Geneva’s Connor Chapman passes the ball around Batavia’s Mike Carlson (40) and Jake Pollack (3) during the Vikings’ 59-37 loss to the Bulldogs on Friday in Batavia.
Geneva’s Connor Chapman passes the ball around Batavia’s Mike Carlson (40) and Jake Pollack (3) during the Vikings’ 59-37 loss to the Bulldogs on Friday in Batavia.

BATAVIA – Now that the Batavia boys basketball team has dug itself out of a big hole, the Bulldogs were able to enjoy flinging some dirt in their rival’s direction.

The Bulldogs continued their midseason resurgence Friday night by making a mess of Geneva, 59-37, in front of a packed, rivalry night crowd.

With music blaring and joyous expressions at every turn, Batavia’s postgame locker room looked a lot different than during the team’s six-game losing streak earlier this season. Batavia (8-8, 2-4 Upstate Eight Conference River) has won six of its past seven games and climbed to .500 for the first time since Thanksgiving week.

“There’s a lot of love,” Batavia senior Jake Pollack said. “We’ve never been more excited.”

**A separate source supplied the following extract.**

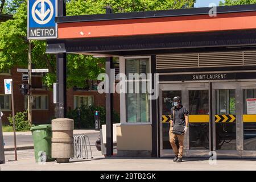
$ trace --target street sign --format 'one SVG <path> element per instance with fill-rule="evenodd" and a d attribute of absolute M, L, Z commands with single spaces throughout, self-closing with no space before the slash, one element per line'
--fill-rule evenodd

Bulldogs coach Jim Nazos called it “a great win against a great team,” and was especially heartened by 32 minutes of fresh evidence that his defensive-minded teachings are resonating with his squad.

“I think it’s a big win for the fact that we sustained a certain defensive effort for four quarters,” Nazos said.

While the 22-point final margin indicated a blowout, the game was competitive most of the night, and the Bulldogs’ lead was 37-29 entering the fourth quarter.

But the fourth quarter started ominously for the Vikings (13-4, 4-2 UEC River) when Geneva was assessed its second technical foul in 15 seconds’ worth of game clock, this time for a scorebook error that coach Phil Ralston accepted blame for after the game.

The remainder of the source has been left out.